L’occupazione israeliana ha causato una notevole perdita di biodiversità nei territori palestinesi. Ciò ebbe inizio molti anni fa, quando Israele deviò le acque della Valle del Giordano, e quando gli alberi che circondavano i villaggi palestinesi distrutti vennero sostituiti da monocolture. Dal 1967, Israele ha sradicato 800.000 ulivi.
Mentre Israele si ritrae come una “democrazia verde”, un pioniere ecologico in tecniche agricole come irrigazione a goccia, ecologia del deserto ed energia solare, ha liquidato come “non sviluppate” le secolari e sostenibili pratiche agricole palestinesi, principalmente grano, orzo, patate, uva, olive e fichi non irrigati, e ha sviluppato piantagioni ad alta intensità di capitale per il commercio.
Con lo slogan “make the desert bloom“, il Fondo Nazionale Ebraico (JNF) si attribuisce il merito di aver piantato 250 milioni di pini europei ed eucalipti e di aver creato più di 1000 parchi.

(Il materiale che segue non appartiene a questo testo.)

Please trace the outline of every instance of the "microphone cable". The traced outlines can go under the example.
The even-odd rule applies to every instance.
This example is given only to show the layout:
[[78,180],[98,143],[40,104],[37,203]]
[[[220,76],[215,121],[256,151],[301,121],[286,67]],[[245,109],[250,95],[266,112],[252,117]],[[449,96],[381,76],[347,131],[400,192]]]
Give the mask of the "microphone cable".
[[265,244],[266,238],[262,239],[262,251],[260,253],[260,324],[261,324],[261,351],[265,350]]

Tali foreste sono state strategicamente collocate sopra le rovine dei villaggi palestinesi distrutti, in modo che i pini a crescita rapida cancellassero la storia dell’esistenza palestinese e impedissero ai rifugiati di tornare alle loro case.
Queste specie straniere, che sostituiscono la vegetazione naturale di ulivi, carrubi e pistacchi, spesso non si adattano al suolo locale e richiedono più acqua. Inoltre, questo “inverdimento” di Israele non si estende alla Cisgiordania e a Gaza, dove le infrastrutture dell’occupazione alimentano una diffusa deforestazione. Il 95% delle foreste di Gaza sono scomparse tra il 1971 e il 1999, a causa dell’estesa diffusione degli insediamenti e delle basi militari.